Well, I guess I know how it is. In this month's Readers' Forum, an Illinois doctor has his Alec Baldwin/Glengarry Glen Ross moment with these declarations:
• "Many hygienists have not endeared themselves with their dentist employers. Many have challenged their dentist employers for control of the practice and behaved like little princesses (or princes), making unreasonable demands and slowing production regardless of the economic realities for the practice. Dentists will not put themselves out for their problematic hygienist employees anymore. They don't need them. Sour grapes get spit out."
• "Get rid of those hygiene leaders and educators who have led your profession to this sad state of affairs. The trend of antagonism against dentists aroused by hygiene leaders in the past is not productive."

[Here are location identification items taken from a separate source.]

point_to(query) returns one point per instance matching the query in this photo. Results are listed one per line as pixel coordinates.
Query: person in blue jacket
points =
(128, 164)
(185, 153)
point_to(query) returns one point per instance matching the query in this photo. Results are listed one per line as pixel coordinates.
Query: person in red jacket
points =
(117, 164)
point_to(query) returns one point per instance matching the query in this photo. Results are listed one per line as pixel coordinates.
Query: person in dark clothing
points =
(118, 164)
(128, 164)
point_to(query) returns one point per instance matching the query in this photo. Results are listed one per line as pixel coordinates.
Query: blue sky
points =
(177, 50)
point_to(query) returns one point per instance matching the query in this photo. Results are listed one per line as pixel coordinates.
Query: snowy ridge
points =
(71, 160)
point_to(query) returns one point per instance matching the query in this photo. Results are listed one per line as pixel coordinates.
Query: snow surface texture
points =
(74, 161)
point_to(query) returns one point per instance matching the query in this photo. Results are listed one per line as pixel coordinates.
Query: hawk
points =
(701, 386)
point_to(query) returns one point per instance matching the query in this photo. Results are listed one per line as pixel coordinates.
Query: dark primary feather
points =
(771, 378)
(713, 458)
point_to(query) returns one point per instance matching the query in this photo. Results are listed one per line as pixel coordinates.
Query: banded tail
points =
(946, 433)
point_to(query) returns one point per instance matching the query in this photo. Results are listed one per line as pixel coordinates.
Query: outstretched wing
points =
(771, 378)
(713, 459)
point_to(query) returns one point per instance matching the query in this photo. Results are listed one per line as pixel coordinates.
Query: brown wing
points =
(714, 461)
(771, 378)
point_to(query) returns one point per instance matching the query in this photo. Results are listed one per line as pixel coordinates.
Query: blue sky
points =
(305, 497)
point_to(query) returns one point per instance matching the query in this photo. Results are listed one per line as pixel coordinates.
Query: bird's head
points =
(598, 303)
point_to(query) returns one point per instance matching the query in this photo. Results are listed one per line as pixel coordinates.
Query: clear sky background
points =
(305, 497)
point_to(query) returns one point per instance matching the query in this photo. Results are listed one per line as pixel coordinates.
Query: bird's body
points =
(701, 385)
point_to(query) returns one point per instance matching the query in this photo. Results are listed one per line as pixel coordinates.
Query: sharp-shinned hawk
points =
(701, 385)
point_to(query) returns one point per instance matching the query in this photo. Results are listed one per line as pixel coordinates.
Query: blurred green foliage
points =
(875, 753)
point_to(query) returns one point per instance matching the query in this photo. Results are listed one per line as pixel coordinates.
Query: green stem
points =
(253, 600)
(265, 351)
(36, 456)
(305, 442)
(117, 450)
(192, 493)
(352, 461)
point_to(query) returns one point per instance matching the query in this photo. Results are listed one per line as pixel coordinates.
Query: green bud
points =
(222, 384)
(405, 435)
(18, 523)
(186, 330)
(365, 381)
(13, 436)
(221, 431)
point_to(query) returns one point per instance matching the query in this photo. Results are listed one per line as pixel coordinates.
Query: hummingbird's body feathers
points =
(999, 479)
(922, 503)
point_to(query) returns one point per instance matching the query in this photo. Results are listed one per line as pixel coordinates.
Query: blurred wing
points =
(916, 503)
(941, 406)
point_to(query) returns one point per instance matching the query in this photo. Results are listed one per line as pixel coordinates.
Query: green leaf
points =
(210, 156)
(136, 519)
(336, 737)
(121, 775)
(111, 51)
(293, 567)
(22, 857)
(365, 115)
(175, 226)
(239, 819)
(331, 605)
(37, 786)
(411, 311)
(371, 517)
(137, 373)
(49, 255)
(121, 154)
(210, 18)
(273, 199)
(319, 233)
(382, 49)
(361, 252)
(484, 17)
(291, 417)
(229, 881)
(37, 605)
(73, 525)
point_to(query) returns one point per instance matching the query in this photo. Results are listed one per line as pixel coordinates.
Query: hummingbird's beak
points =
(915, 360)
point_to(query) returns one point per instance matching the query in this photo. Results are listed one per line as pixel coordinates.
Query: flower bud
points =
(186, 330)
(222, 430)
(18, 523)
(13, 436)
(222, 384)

His letter was a reaction to "The Mood Out There" article in the January 2011 issue. Hygienists from every state commented on job market trends in their area. Do I think every negative remark in the article passed through the lips of a whining "princess"?
Far from it. The pain of fulfilling a destiny in preventive dentistry is very real. Someone has the profession of dental hygiene by the short hairs and the last two guesses of who don't count.
I wish it was as simple as the maxim that women are more vocal about their feelings while men are more stoical.
Perhaps such a little princess lives in Atlanta. You've been to Atlanta? The New York of the South is not holding anyone prisoner. The five million plus people in the Western Hemisphere's 17th largest metropolitan area are surrounded on all sides by land. You can simply walk out of Atlanta if it disagrees with your notion of what home should feel like.
But this 10-year veteran of the profession, who relocated to Atlanta from the Northeast, recently wrote me with these observations after reading the RDH article. She's still unemployed after submitting over 60 resumes in five months throughout the Atlanta area. She went on three interviews. "Now the phone doesn't even ring for a phone interview."
She periodically obtains temporary work at practices. "At one practice, 200 children came through in an eight-hour working day with only five hygienists working. The hygienists and the dental assistants told me that this was a normal day for them, not even a busy day."
She seldom meets an Atlanta hygienist who has a lunch break. "They don't even complain, because they are afraid to lose their job." She added, "I have heard of long-term employees of eight years or more with a practice giving up all their vacation time and pay, just to keep their jobs."
"I have been asked illegal questions on interviews, such as, 'Do you have children, or do plan on having children?' How do I answer these questions without sounding like a know-it-all when it comes to my rights?"
Ah, you know how it is.
Dentistry, for the most part, consists of unincorporated small businesses. Many succeed, despite the challenges of operating a small business in the current economic climate, and the dentist owners are beloved by patients and staff alike.
Then there's the other side of the coin.
Dentistry does not police itself very well, and some owners blissfully persist with the questionable business methods that, as we have witnessed, turn the labor pool against them. Eventually, a negative public perception of dentists as employers will also surface.